We had not intended to give dd any nuts at all until she was 3, because we heard that was the current thinking on allergies, especially in allergic families like ours (I have an anaphyllactic reaction to all fish, dh's sister is terribly allergic to all nuts). However, one day when she was about 17 months, we gave dd a muffin which we were told was a plain cherry muffin. After she had eaten half of it, I took a bite and tasted slivered almonds. Of course we panicked, carried her all the rest of the day to be sure we could hear her breathing at all times, etc. She was fine.

I still intended to give her nothing else with nuts until she was 3 (since people may not react at the first exposure), but darned if we didn't have a similar experience about 6 months later with an oatmeal cookie that was supposed to have absolutely no nuts, but definitely did (you'd think I'd have tasted it first, but yeah, well...). She was fine that time too.

So, she's now 27 months, and I was blanching almonds for a recipe a couple weeks ago and she asked for one. I decided that I have enough trouble getting protein in her (she'd live on fruit and dry cereal if she could), and I'd give it a shot. So, I gave her a blanched almond and watched her carefully...same rules other have discussed, that almonds are for eating in the kitchen at the table with Mommy right there.

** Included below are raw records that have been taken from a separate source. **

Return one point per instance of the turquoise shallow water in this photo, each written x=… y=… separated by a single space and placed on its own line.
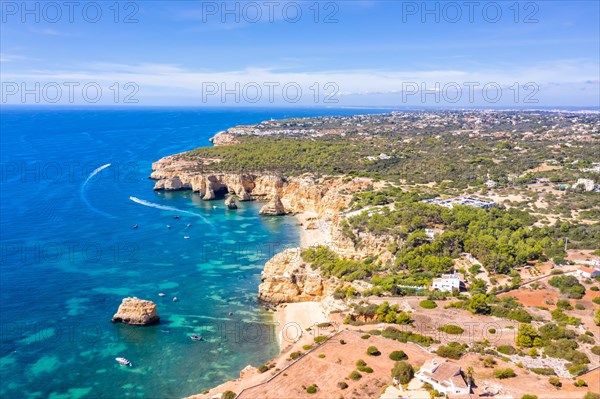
x=70 y=254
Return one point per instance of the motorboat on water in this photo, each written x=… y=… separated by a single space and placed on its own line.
x=123 y=362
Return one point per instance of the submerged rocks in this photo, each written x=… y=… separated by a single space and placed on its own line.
x=273 y=207
x=136 y=312
x=230 y=202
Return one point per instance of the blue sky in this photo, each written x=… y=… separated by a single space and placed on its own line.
x=343 y=53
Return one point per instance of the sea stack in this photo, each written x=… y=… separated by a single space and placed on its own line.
x=230 y=202
x=136 y=312
x=273 y=207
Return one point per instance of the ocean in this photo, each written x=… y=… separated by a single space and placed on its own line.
x=74 y=182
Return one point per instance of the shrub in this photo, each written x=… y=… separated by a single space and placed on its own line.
x=403 y=372
x=555 y=381
x=451 y=329
x=355 y=376
x=428 y=304
x=321 y=338
x=453 y=350
x=507 y=350
x=577 y=369
x=489 y=362
x=400 y=355
x=543 y=371
x=373 y=351
x=504 y=373
x=228 y=395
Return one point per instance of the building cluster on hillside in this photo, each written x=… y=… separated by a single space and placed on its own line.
x=469 y=201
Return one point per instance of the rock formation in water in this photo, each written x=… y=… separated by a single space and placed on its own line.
x=230 y=202
x=136 y=312
x=287 y=278
x=273 y=208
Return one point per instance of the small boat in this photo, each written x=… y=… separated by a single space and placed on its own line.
x=123 y=362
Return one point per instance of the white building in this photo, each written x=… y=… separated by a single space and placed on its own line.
x=588 y=184
x=444 y=376
x=588 y=272
x=448 y=282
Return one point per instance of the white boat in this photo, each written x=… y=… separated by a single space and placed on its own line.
x=122 y=361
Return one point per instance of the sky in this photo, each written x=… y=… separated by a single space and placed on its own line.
x=301 y=53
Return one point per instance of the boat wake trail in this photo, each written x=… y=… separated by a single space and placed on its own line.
x=82 y=191
x=169 y=208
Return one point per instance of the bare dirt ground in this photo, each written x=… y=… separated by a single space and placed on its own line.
x=336 y=365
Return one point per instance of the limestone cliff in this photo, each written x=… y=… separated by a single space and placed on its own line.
x=287 y=278
x=136 y=312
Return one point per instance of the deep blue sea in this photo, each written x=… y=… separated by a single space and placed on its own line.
x=70 y=254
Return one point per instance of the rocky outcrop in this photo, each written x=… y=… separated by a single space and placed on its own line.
x=224 y=138
x=287 y=278
x=230 y=202
x=137 y=312
x=273 y=208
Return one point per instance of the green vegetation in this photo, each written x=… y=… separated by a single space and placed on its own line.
x=373 y=351
x=504 y=373
x=355 y=376
x=400 y=355
x=568 y=285
x=403 y=372
x=555 y=381
x=451 y=329
x=407 y=336
x=428 y=304
x=453 y=350
x=228 y=395
x=320 y=339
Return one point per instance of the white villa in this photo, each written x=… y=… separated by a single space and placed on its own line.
x=444 y=375
x=448 y=282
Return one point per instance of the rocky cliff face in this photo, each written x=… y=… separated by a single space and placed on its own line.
x=287 y=278
x=136 y=312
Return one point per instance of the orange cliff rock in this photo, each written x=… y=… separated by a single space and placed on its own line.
x=136 y=312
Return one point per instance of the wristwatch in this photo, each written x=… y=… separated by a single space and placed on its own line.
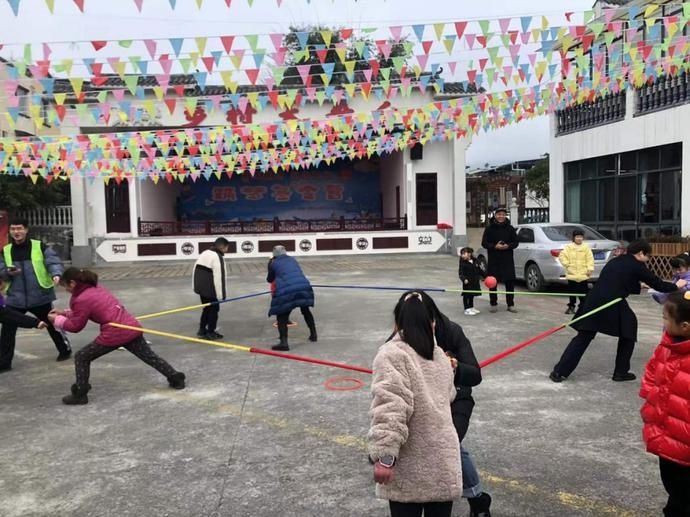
x=387 y=461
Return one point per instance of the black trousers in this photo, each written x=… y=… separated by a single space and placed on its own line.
x=510 y=298
x=209 y=315
x=676 y=480
x=8 y=334
x=578 y=345
x=443 y=509
x=577 y=288
x=284 y=318
x=138 y=347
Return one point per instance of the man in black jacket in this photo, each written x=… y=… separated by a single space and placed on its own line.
x=500 y=239
x=620 y=278
x=209 y=284
x=452 y=340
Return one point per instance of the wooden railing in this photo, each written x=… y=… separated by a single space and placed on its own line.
x=665 y=92
x=605 y=110
x=170 y=228
x=533 y=215
x=49 y=217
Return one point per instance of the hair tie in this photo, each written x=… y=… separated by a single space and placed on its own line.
x=415 y=294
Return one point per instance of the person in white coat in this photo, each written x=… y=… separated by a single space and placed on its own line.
x=412 y=440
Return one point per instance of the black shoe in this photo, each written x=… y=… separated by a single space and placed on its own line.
x=176 y=380
x=63 y=356
x=622 y=377
x=556 y=377
x=479 y=506
x=78 y=396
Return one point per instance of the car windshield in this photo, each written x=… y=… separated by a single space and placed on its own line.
x=565 y=233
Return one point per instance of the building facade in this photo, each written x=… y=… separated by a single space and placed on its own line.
x=393 y=203
x=621 y=164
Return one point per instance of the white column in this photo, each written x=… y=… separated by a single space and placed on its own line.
x=459 y=148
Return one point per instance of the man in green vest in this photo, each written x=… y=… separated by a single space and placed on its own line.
x=31 y=270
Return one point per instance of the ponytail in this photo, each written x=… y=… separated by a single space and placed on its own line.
x=81 y=276
x=414 y=320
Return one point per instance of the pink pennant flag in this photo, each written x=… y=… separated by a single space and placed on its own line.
x=166 y=63
x=277 y=40
x=151 y=47
x=227 y=42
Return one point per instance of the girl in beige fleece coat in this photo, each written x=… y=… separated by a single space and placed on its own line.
x=412 y=440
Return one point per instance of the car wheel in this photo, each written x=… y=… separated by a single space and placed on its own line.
x=534 y=278
x=481 y=262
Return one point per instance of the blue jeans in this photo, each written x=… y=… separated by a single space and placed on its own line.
x=471 y=486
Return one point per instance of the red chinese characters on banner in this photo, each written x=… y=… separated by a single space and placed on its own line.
x=334 y=192
x=307 y=191
x=281 y=193
x=223 y=194
x=235 y=116
x=254 y=193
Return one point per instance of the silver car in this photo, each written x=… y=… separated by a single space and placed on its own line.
x=536 y=257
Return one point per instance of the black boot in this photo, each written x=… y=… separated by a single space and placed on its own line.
x=78 y=396
x=282 y=345
x=176 y=380
x=479 y=506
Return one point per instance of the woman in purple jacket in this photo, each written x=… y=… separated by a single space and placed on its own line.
x=91 y=302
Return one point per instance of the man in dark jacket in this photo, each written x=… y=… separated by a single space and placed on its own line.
x=620 y=278
x=500 y=239
x=452 y=340
x=32 y=270
x=292 y=290
x=209 y=284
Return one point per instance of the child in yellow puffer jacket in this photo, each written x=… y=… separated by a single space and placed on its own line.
x=578 y=261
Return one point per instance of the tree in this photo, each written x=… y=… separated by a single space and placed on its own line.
x=320 y=48
x=19 y=193
x=537 y=180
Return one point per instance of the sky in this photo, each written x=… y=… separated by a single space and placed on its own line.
x=119 y=19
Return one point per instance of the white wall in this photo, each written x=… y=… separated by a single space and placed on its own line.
x=651 y=130
x=392 y=175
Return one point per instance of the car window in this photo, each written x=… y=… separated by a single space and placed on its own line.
x=565 y=233
x=526 y=235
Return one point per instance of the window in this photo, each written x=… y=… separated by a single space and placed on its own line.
x=565 y=233
x=526 y=235
x=628 y=194
x=427 y=199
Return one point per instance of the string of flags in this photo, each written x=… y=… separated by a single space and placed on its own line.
x=524 y=71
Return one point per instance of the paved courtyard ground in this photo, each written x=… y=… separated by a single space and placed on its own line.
x=258 y=436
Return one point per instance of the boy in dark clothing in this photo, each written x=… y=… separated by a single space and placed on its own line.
x=470 y=273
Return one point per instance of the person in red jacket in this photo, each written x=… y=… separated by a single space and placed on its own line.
x=666 y=411
x=92 y=302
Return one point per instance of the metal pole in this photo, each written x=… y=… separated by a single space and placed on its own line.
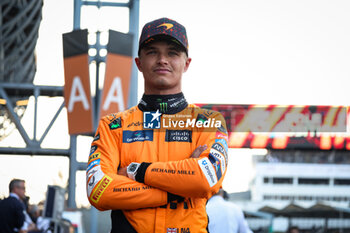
x=134 y=30
x=36 y=94
x=77 y=14
x=73 y=165
x=98 y=91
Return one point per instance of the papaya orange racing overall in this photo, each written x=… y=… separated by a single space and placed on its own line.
x=171 y=188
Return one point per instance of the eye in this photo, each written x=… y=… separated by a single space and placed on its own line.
x=150 y=52
x=173 y=53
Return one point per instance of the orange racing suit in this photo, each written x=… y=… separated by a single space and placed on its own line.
x=172 y=190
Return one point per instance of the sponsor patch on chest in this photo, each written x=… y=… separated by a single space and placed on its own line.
x=178 y=136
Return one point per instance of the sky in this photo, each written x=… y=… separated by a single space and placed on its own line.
x=243 y=52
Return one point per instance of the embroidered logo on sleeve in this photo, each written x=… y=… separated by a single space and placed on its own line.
x=208 y=171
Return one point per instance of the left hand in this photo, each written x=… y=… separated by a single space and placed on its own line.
x=122 y=171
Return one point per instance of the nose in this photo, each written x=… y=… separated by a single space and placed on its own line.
x=162 y=59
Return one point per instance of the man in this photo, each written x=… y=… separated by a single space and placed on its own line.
x=225 y=216
x=156 y=164
x=12 y=209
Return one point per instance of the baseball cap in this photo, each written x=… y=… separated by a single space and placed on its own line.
x=164 y=28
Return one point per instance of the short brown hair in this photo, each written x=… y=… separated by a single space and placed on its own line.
x=14 y=183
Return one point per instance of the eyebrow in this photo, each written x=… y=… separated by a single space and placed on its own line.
x=171 y=47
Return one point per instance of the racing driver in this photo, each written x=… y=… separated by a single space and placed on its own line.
x=156 y=164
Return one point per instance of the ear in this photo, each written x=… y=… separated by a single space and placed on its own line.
x=187 y=64
x=138 y=63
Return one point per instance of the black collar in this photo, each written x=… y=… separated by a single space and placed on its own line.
x=167 y=104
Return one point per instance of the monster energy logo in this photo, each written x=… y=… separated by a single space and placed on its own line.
x=163 y=107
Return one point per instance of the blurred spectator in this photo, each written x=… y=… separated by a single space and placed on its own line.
x=42 y=224
x=12 y=209
x=224 y=216
x=293 y=229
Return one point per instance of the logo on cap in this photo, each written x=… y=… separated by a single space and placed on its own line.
x=167 y=25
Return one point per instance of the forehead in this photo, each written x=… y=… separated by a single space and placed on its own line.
x=162 y=44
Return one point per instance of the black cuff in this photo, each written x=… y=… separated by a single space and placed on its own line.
x=141 y=171
x=174 y=197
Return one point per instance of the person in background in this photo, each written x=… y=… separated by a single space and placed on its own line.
x=293 y=229
x=225 y=216
x=12 y=209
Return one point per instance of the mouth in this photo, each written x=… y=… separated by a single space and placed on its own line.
x=162 y=70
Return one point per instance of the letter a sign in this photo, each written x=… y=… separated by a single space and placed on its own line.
x=118 y=71
x=77 y=83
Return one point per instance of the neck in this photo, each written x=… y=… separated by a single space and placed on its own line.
x=166 y=103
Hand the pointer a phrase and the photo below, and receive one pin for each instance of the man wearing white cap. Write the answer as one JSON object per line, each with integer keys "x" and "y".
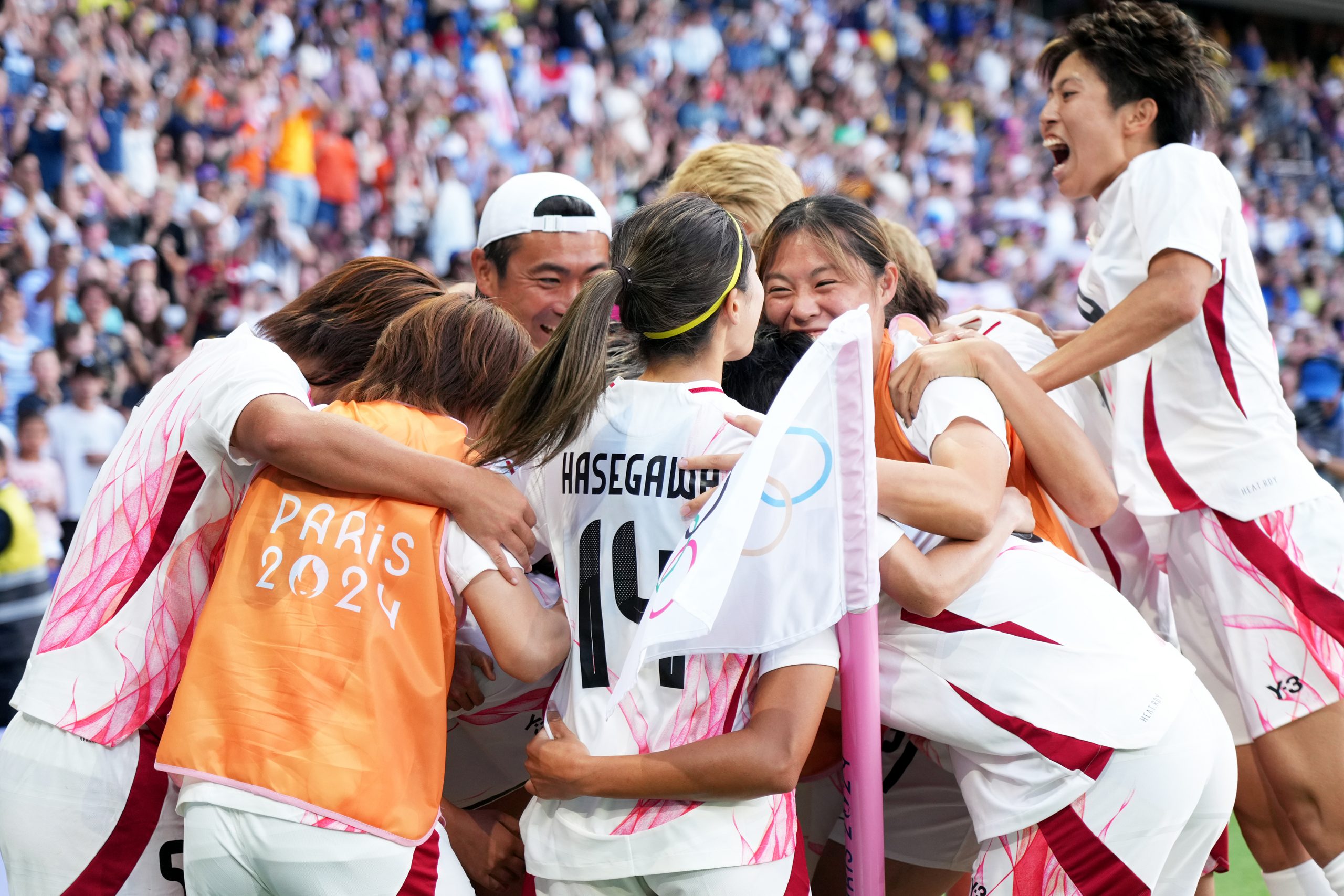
{"x": 542, "y": 236}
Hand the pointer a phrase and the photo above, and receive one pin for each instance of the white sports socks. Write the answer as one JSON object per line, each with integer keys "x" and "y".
{"x": 1335, "y": 875}
{"x": 1301, "y": 880}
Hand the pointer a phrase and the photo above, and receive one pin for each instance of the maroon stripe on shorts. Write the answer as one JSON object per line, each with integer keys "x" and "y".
{"x": 112, "y": 866}
{"x": 737, "y": 698}
{"x": 1090, "y": 866}
{"x": 1070, "y": 753}
{"x": 1112, "y": 563}
{"x": 1174, "y": 486}
{"x": 182, "y": 495}
{"x": 1314, "y": 599}
{"x": 1218, "y": 336}
{"x": 799, "y": 882}
{"x": 423, "y": 876}
{"x": 953, "y": 623}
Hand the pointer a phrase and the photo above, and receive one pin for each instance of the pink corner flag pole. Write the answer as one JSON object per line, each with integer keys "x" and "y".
{"x": 862, "y": 742}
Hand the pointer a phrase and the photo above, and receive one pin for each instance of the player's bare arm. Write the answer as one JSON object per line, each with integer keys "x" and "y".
{"x": 1062, "y": 457}
{"x": 342, "y": 455}
{"x": 527, "y": 640}
{"x": 927, "y": 583}
{"x": 762, "y": 758}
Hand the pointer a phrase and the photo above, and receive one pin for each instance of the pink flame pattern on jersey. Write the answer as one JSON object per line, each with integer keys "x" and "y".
{"x": 105, "y": 559}
{"x": 1033, "y": 868}
{"x": 1321, "y": 649}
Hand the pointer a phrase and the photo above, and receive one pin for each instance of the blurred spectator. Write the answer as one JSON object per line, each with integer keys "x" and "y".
{"x": 25, "y": 586}
{"x": 46, "y": 385}
{"x": 84, "y": 431}
{"x": 17, "y": 350}
{"x": 172, "y": 171}
{"x": 39, "y": 477}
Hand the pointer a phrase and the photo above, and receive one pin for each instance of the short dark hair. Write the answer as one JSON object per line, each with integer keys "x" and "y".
{"x": 680, "y": 257}
{"x": 1148, "y": 50}
{"x": 847, "y": 230}
{"x": 915, "y": 296}
{"x": 756, "y": 379}
{"x": 503, "y": 249}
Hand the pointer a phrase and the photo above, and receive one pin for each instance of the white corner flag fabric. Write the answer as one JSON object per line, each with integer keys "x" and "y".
{"x": 784, "y": 547}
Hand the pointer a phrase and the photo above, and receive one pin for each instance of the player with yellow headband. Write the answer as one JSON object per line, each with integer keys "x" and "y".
{"x": 689, "y": 787}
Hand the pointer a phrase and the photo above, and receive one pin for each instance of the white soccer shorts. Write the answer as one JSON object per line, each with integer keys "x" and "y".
{"x": 784, "y": 878}
{"x": 1148, "y": 825}
{"x": 76, "y": 816}
{"x": 1275, "y": 589}
{"x": 925, "y": 818}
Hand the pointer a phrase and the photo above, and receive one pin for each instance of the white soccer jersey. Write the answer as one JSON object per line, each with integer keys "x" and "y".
{"x": 1033, "y": 679}
{"x": 114, "y": 638}
{"x": 1117, "y": 550}
{"x": 1201, "y": 418}
{"x": 609, "y": 513}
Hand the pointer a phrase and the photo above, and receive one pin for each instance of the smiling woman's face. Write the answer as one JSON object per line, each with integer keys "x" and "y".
{"x": 807, "y": 289}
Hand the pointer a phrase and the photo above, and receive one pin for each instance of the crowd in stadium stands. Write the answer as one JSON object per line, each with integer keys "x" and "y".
{"x": 178, "y": 168}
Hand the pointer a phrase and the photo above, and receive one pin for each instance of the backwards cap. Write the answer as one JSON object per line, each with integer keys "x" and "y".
{"x": 511, "y": 210}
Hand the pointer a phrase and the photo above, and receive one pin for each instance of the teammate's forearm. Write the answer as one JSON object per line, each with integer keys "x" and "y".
{"x": 932, "y": 499}
{"x": 1062, "y": 457}
{"x": 733, "y": 766}
{"x": 338, "y": 453}
{"x": 927, "y": 583}
{"x": 1156, "y": 309}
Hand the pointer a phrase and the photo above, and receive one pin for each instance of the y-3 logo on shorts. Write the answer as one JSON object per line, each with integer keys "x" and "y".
{"x": 1287, "y": 687}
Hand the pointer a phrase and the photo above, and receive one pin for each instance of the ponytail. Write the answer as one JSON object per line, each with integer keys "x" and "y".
{"x": 553, "y": 398}
{"x": 676, "y": 261}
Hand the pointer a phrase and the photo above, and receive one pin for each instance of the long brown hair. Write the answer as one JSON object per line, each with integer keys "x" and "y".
{"x": 753, "y": 183}
{"x": 673, "y": 261}
{"x": 450, "y": 355}
{"x": 338, "y": 321}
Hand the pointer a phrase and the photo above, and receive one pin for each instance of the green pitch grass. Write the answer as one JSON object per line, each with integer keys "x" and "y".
{"x": 1244, "y": 879}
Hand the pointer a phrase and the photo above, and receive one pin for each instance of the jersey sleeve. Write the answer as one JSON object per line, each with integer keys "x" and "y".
{"x": 948, "y": 399}
{"x": 1182, "y": 203}
{"x": 464, "y": 559}
{"x": 822, "y": 649}
{"x": 256, "y": 368}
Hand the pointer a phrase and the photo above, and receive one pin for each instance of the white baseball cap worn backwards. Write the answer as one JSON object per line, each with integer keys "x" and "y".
{"x": 511, "y": 210}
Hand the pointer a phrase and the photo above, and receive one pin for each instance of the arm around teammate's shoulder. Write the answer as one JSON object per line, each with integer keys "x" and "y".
{"x": 760, "y": 760}
{"x": 338, "y": 453}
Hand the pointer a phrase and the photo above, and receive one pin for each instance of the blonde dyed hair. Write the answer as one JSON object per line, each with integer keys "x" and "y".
{"x": 750, "y": 182}
{"x": 909, "y": 253}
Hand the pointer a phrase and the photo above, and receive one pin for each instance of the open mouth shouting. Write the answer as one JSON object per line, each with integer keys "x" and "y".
{"x": 1059, "y": 150}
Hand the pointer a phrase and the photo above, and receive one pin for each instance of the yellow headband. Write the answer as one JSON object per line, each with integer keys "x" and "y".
{"x": 733, "y": 281}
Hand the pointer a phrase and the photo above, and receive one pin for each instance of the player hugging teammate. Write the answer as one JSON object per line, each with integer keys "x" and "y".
{"x": 374, "y": 692}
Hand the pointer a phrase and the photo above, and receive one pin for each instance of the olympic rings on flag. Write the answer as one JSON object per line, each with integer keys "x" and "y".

She was fine, and she really liked it. I gave her a few more, but one at a time from my bowl. I don't think I'd give them to her in a bowl of her own, since I think she'd try to eat a handful at once.

Just my two cents...

-Debi


----------



## slightly crunchy (Jul 7, 2003)

FYI, the AAP has no such statement about withholding all nuts until age 3. There may be some allergy organization that says that, but not the AAP.

In fact, most friends and relatives have been surprised that we waited on tree nuts until almost 2 years old (still haven't done peanuts, are waiting until 3 years to hopefully reduce allergy risk), as their pediatricians told them peanut butter was fine after one year. If you look on Dr. Sears website, he talks about feeding peanut butter to toddlers as a healthy snack.

From what I understand, even though the allergists say to wait until 3 years, there is no proof that this will mean a kid who was going to be allergic, will not be. I think it is mostly theoretical at this point. Correct me if I'm wrong.


----------



## kakies (Aug 8, 2002)

I let dd begin eating almomds at around 14mo. She saw me eating and she wanted some. I was a little hessitant at first. Then I thought, what if I don't let her eat them maybe one day she will find one and eat it when I am not looking...and choke!. So I decided to teach her. I would say: "Yes you can eat this but slowly, very slowly. Hold it and scrape it with your front teeth, slooowly." From then on dh and I began to eat nuts the same way...slowly. She would even monitor us and say "mommy, eat slowly" "mommy, not choke, ok?"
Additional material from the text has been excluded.